Now, with the introduction of the Second Payment Services Directive (PSD2), innovation is front of mind as the industry removes its barriers and enters the Open Banking era. This move has opened the door for non-traditional financial services companies to access this data and use their innovation to offer the personalised services that consumers are demanding. This can be through a broadband provider having access to a consumer’s spending habits and offering them a seamless and cheaper option to change to, therefore helping them save money.
The spark the banking industry needs
The hope with this new directive is that it will spark a new-found era of innovation by opening the industry to competition. However, before any banks think this could be the beginning of the end, nothing could be further from the truth. The key part to making all of this a success, is convincing consumers to allow their data to be used by the non-traditional companies. While the technology sector might be known for their innovation, banks are still the benchmark when it comes to trust. This is because of the security that banks put in place to protect consumer data. It’s rare to hear about a big bank being breached, but further afield, breaches are much more common.
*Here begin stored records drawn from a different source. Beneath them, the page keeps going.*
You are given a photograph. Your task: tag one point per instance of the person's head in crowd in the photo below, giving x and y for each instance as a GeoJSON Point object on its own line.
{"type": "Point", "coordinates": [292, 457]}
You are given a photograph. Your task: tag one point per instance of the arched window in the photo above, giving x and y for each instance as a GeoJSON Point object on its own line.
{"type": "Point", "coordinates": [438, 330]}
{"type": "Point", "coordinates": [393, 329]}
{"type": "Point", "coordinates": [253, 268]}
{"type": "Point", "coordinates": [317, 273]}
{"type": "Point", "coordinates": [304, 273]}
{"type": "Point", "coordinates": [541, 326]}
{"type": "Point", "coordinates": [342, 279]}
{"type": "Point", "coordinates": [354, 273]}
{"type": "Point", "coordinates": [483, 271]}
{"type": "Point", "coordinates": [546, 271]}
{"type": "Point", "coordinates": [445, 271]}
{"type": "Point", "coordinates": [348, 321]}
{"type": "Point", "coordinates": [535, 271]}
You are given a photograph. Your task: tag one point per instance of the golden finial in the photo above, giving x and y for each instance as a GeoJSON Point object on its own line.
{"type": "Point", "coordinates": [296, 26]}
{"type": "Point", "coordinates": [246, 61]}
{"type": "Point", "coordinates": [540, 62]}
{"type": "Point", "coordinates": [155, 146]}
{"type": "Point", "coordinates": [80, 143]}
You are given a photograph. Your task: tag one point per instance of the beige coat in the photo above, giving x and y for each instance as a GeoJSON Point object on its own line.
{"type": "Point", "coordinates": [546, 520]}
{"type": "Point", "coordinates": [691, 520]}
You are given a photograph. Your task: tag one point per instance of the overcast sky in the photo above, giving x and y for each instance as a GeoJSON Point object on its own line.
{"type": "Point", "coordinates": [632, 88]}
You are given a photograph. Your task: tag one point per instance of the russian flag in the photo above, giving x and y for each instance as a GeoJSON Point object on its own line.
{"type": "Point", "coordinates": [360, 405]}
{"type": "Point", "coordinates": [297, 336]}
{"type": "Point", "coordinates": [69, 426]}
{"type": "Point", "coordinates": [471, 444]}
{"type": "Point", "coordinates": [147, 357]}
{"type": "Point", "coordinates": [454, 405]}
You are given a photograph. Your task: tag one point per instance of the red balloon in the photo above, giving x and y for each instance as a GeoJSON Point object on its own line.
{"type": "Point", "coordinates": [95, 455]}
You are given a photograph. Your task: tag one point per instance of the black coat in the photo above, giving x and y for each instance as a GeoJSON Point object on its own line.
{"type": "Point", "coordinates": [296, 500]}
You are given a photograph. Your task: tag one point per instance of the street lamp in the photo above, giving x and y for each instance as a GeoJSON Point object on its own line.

This is where the opportunity for banks lies. If they can increase the rate of their innovation, then it will be much easier for them to keep customers on board, rather than see them go elsewhere. One way of doing this could be to partner with the fintech community and use their innovative prowess to offer the personalised services that consumers are looking for. It really is a win-win situation for consumers. They will get the best of both worlds as either partnerships happen, or each side will go their own way – driving up the rate of innovation purely through competition.
This era is putting down roots
With PSD2 now three months old, it will clearly change the way the whole financial industry operates. Juniper recently published its report into the global B2B money transfer industry, predicting that it will increase from $150 trillion to $218 trillion by 2022. This sector has long struggled with innovation and not been able to move on quickly – there are still many companies that pay suppliers through cheques! It’s Juniper’s prediction that PSD2 will help spark innovation in this area through partnerships or traditional banks will soon find themselves outmanoeuvred.
What is clear is this new era is certainly not going away and is setting up shop for the long haul. Banks face an incredible opportunity, rather than a perceived threat, if they can just embrace it in the right way. In any industry, it’s always about moving forward and giving the customers what they want, and the financial industry is no different. Banks will need to adapt, but this could be the start of their next great era.